Professor: “So, are you doing the 34, 36, 38 point program?”
Me: “Ugh, Mom…. which one am I doing?”
That’s right, I brought my mom to orientation. Despite feeling like a small child with my Mom in tow, I am relieved she came. She was busy jotting down notes about core curriculum, New York State certification requirements and the number of points I needed to graduate, while I was looking around the room in a daze. I came to TC immediately after I graduated from a small, liberal arts school in the middle of nowhere and when I arrived at TC’s urban campus, I was overwhelmed. I didn’t know a soul, I was new to New York City and I felt like I lived in a cave compared to my peers who introduced themselves as Peace Corps fellows or even experienced teachers. However, as I began classes (no, my mom didn’t accompany me to class) I realized that there were also people who had never taught before either. My classes were blended with career changers, recent college graduates as well as people who did have some teaching experience, but in the blur of orientation, I thought I was the only “newbie.” Having now been at TC for a year, I can confidently say that regardless of if you’ve taught or not, the diversity of peers’ experiences only fosters meaningful classroom discussions.

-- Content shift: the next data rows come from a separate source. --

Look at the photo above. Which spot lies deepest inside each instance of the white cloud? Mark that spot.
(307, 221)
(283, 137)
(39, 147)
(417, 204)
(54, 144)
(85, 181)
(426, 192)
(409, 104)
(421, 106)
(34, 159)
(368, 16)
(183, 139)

I wish I knew that coming into orientation. I wish I knew that I wasn’t the only one brand new to teaching because that would have made orientation an exciting time instead of a horrifying one. TC is one of the most well respected education schools in the country and I missed out on enjoying my orientation because I was too busy being nervous.
Good luck at orientation, and if you do happen to bring your mother, don’t feel bad because other people probably will be brining their mom’s too!!
Ps- The points and all of the information explained during orientation can be clarified by your assigned adviser; so don’t feel bogged down by the nitty gritty details.